Sunday, May 5, 2013

I Used to Think, Now I Think

I Used to Think, Now I Think

Connect:  I decided to use this routine in a different way with a group of 2nd grade reading intervention students.  Rather than using it in the context of a text we were reading, I decided to use it as a "check in" on the affective beliefs of my students as readers...  I wanted to make sure that these kids, with whom I have worked with for 2-3 years, were now truly seeing themselves as readers, and not strugglers... I must admit, it was a little scary for me! What if participating in my groups for so long had actually "damaged" their view of themselves as readers?

Student Thoughts:
I used to think:
"...that I would never be able to read."
"...reading was very hard.  I felt not very smart."
"...reading was super hard and I was not very good at reading.

Now I think:
"...I am one of the best readers in my class!"
"...I am a great reader. I feel great because I can read!"
"...I am so good!  I think I can read 100 chapter books!"

Extend:  Whew!  What I learned from the student responses was REALLY gratifying.  These three really do see themselves as readers!  I love their authentic and honest responses.  This routine helped them to articulate how their view of themselves as readers has altered over time, and that they truly have come so far.  It helped me to see the resilience in young children, and the impact that their fantastic classroom teachers have had upon them. It takes a village, and in this one the kids are enjoying the rewards of hard work and are moving forward in an environment full of support and recognition of success.

Challenge:  I am shocked that such a simple routine could have such an impact upon me!  I am hopeful that it had an impact on the kids in terms of actually thinking about how far they have come and that they are successful.  My challenge is to integrate this routine in to all of my groups so that it can be used as a simple check-in of synthesis, as well as determining importance within text. In terms of using it as an "Affective Check, " I would love to use it in the same manner again with all of my intervention groups.

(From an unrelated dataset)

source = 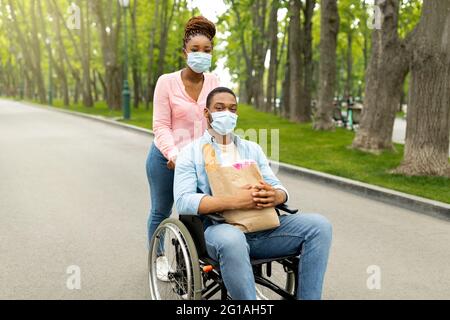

  1. Congrats Lynn! You and their classroom teachers deserve a hand!
    What a brave step to take! Of course, you know that I am going to use this idea!

  2. What a creative way to use this routine. I have to admit that I tend to always think about the routines around content, but the it's important to check in on the affective side as well. I think that most teachers could take your idea and implement it in their classroom. Also, you should feel really good about all the hard work you do with those kids. They are lucky to work with someone who cares so much about them.